Pointés du doigt après les attentats en Norvège, les "jeux vidéo violents" ne jouaient en réalité qu'un rôle minimal dans la vie du tueur présumé.

Par Damien Leloup

Publié le 25 juillet 2011 à 18h59, modifié le 19 avril 2012 à 16h27

Temps de Lecture 5 min.

Contrairement à ce que pouvaient laisser entendre les premiers éléments de l'enquête, Anders Breivik n'est pas un amateur de jeux de guerre, auxquels il préfère les jeux de rôle comme Dragon Age.

"C'est un trait dominant chez ces meurtriers. Ils sont fascinés par des jeux vidéo violents comme World of Warcraft. Ces jeux consommés à haute dose provoquent une désensibilisation par rapport à l'acte criminel." Pour Stéphane Bourgoin, auteur d'une enquête sur les tueurs en série, la cause est entendue : dans le double attentat norvégien, les jeux vidéo violents ont joué un rôle dans le passage à l'acte d'Anders Behring Breivik, le principal suspect de l'attentat à la bombe et de la fusillade qui ont fait 76 victimes à Oslo et sur l'île proche de la capitale norvégienne. Une interprétation reprise par plusieurs médias ces derniers jours.
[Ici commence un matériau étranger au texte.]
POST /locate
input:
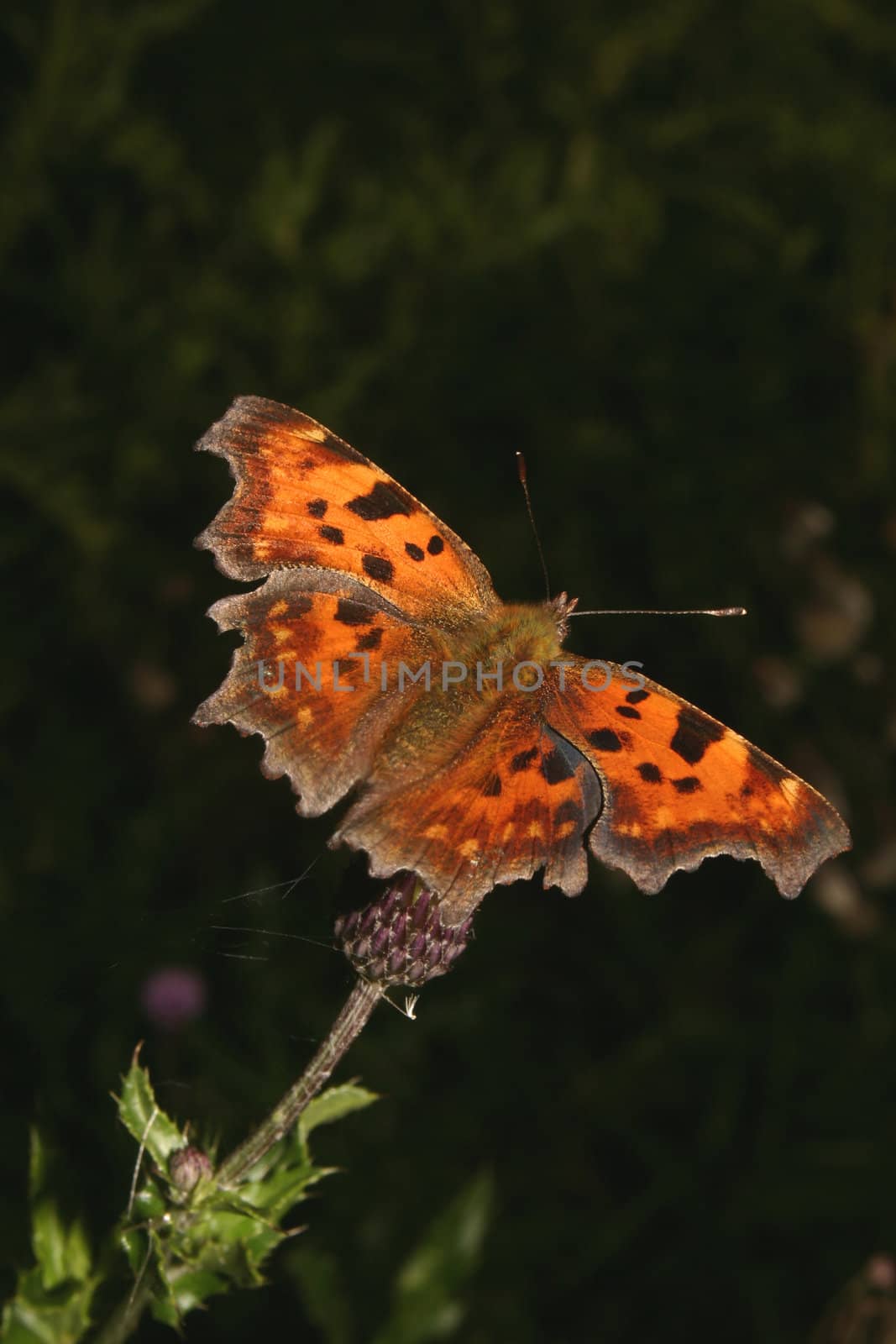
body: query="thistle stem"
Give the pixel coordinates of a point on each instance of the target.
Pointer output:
(358, 1008)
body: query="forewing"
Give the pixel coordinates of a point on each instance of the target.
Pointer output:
(305, 499)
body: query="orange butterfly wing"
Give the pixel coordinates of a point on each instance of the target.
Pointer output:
(466, 786)
(680, 786)
(304, 497)
(307, 679)
(359, 573)
(490, 806)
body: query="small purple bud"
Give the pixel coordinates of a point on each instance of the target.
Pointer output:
(417, 945)
(399, 938)
(380, 938)
(174, 996)
(187, 1166)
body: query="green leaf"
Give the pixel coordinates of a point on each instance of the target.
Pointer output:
(143, 1119)
(335, 1104)
(40, 1316)
(62, 1253)
(427, 1297)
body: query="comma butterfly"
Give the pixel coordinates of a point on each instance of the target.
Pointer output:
(378, 655)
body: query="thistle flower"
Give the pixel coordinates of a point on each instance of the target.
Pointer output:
(401, 938)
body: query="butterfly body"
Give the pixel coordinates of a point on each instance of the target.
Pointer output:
(379, 659)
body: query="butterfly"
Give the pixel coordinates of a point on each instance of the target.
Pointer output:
(376, 658)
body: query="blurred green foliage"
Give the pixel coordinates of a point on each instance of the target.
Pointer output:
(649, 244)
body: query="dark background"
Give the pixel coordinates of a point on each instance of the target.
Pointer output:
(651, 245)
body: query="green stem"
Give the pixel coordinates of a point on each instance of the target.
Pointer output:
(123, 1320)
(358, 1008)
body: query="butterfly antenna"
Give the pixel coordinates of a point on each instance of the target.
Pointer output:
(640, 611)
(520, 468)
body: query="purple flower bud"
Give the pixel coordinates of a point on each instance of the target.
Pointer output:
(174, 996)
(401, 940)
(187, 1166)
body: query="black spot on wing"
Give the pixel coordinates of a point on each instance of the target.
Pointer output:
(383, 501)
(555, 768)
(378, 569)
(523, 759)
(369, 640)
(354, 613)
(694, 734)
(649, 772)
(569, 811)
(605, 739)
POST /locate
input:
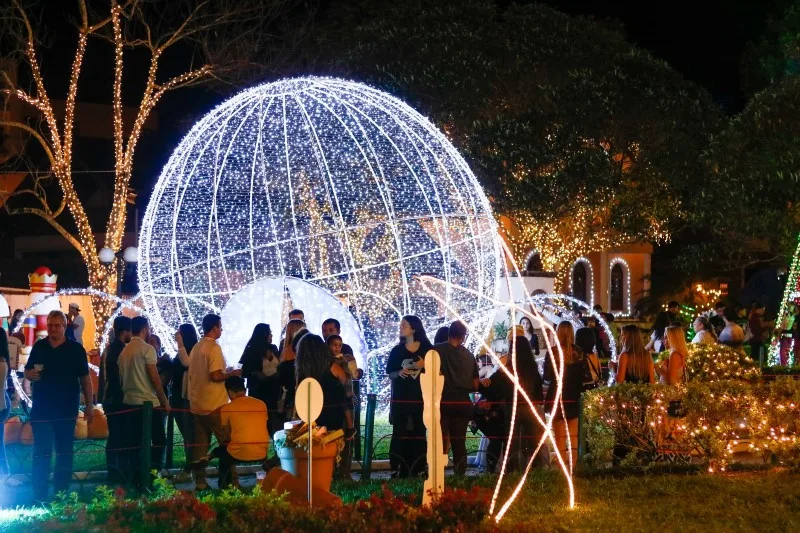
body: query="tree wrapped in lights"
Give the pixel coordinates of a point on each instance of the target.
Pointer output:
(326, 180)
(791, 295)
(716, 362)
(155, 27)
(579, 137)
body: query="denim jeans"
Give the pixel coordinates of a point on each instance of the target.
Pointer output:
(47, 435)
(3, 417)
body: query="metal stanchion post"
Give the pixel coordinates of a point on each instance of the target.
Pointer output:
(369, 429)
(581, 433)
(170, 437)
(144, 444)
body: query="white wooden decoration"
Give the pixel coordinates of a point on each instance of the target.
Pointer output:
(308, 403)
(432, 383)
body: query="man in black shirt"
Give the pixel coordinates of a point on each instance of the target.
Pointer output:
(460, 370)
(110, 395)
(58, 369)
"C'est un classique, depuis le massacre de Littleton", s'agace Olivier Mauco, chercheur au CNRS et spécialiste des rapports entre jeu vidéo et société. Objet d'un documentaire de Michael Moore, Bowling for Columbine, une fusillade dans un lycée de cette ville du Colorado avait déclenché en 1999 une polémique mondiale sur l'impact des jeux vidéo sur les adolescents. "A l'époque, Bill Clinton avait accusé les jeux vidéo, mais ce que l'on oublie souvent, c'est qu'il avait aussi demandé une enquête au Congrès pour mesurer l'impact des jeux sur la violence des jeunes. Et le Congrès n'avait pas trouvé de liens de cause à effet."

Comme des millions d'autres Européens, Anders Behring Breivik aime les jeux vidéo. Dans son manifeste de 1 500 pages, publié sur Internet, il évoque certains de ses jeux favoris dans un journal de bord de la préparation des deux attentats : Bioshock 2, Fallout 3, World of Warcraft, Dragon Age, ou encore Modern Warfare 2. De ce dernier, il écrit qu'il "s'agit probablement de la meilleure simulation militaire du marché, et l'un des meilleurs jeux de l'année. [...] Je vois surtout Modern Warfare 2 comme faisant partie de mon entraînement."

LE TUEUR PRÉSUMÉ N'AIMAIT PAS LES JEUX DE TIR

Pourtant, un jeu vidéo ne peut pas se comparer à un entraînement militaire, rappelle Olivier Mauco. "Si cela était vrai, je serais aujourd'hui champion de golf, après des heures passées à jouer à des simulations de sport ! C'était notamment la théorie de Dave Grossman, dans son livre publié en 1999, 'Comment les jeux vidéo apprennent à nos enfants à tuer'. Mais si les jeux d'arcade où l'on utilise un faux pistolet peuvent effectivement s'apparenter à un entraînement au maniement des armes, l'analogie ne fonctionne pas du tout pour les jeux qui se jouent avec une manette."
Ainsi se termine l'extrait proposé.